Of the proposed $468 million in military spending, he added, 72 per cent would be to pay servicemen’s salaries. However, the presence of so-called “ghost soldiers” has long been a target of opposition criticism, and Cambodia’s relatively large standing army has even been the subject of donor-funded “demobilisation” schemes that have largely proved unsuccessful.
Though Yeap refused to offer further specifics, unconfirmed local media reports cited some notable figures, such as a 20 per cent increase in education funding over last year, and a more than 10 per cent increase in agricultural spending.
Despite the lack of complete figures, the potential for issues with the national debt has raised concerns in some corners.

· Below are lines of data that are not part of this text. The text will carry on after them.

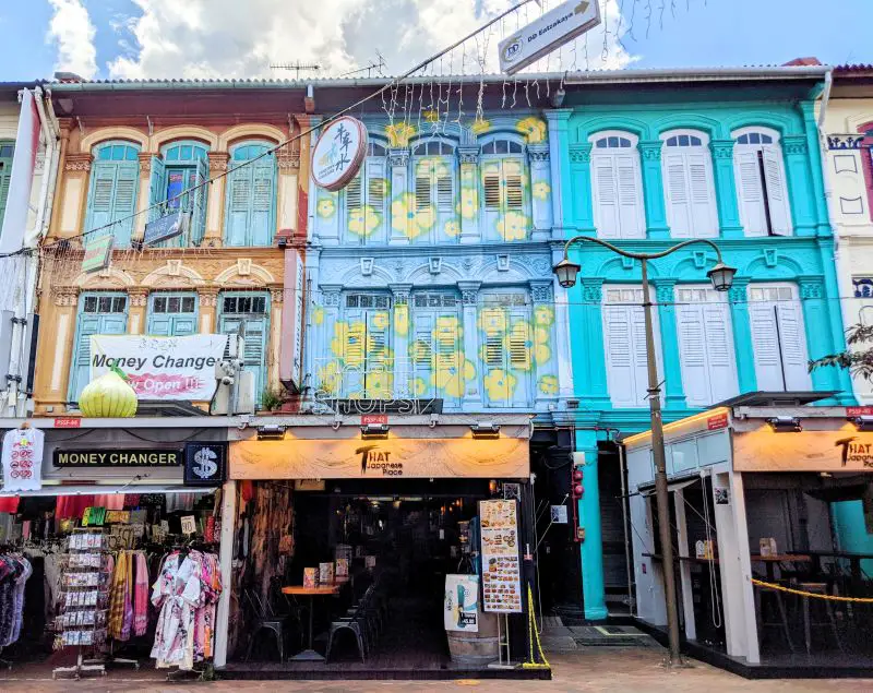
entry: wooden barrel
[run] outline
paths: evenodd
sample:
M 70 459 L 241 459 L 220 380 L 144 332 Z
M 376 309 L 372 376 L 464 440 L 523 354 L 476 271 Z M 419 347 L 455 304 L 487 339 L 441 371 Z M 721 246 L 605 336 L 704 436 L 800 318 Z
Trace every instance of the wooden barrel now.
M 479 632 L 446 631 L 452 661 L 471 667 L 485 667 L 499 656 L 498 614 L 479 612 Z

The International Monetary Fund said in January that Cambodia’s risk of “debt distress” – that is default, or imminent default – would remain low as long as there were continuing reforms.
However, this year’s $3.5 billion budget represents a nearly 35 per cent increase over 2012’s, and Cambodian Institute for Development Study director Kang Chandararot maintained yesterday that reforms are only part of the picture.
“Reforms are tool[s] to increase revenues, not indicator[s] for debt level,” he said in an email. “You can make many efforts (reforms), but sometimes [with] no success (increase in revenues). Revenues serve the source of repayment, not just reforms.”
“We will have difficulty in servicing debt and [gaining the] trust of the private sector on [government] economic management,” he added. “The economy will suffer when repayment [is] due.”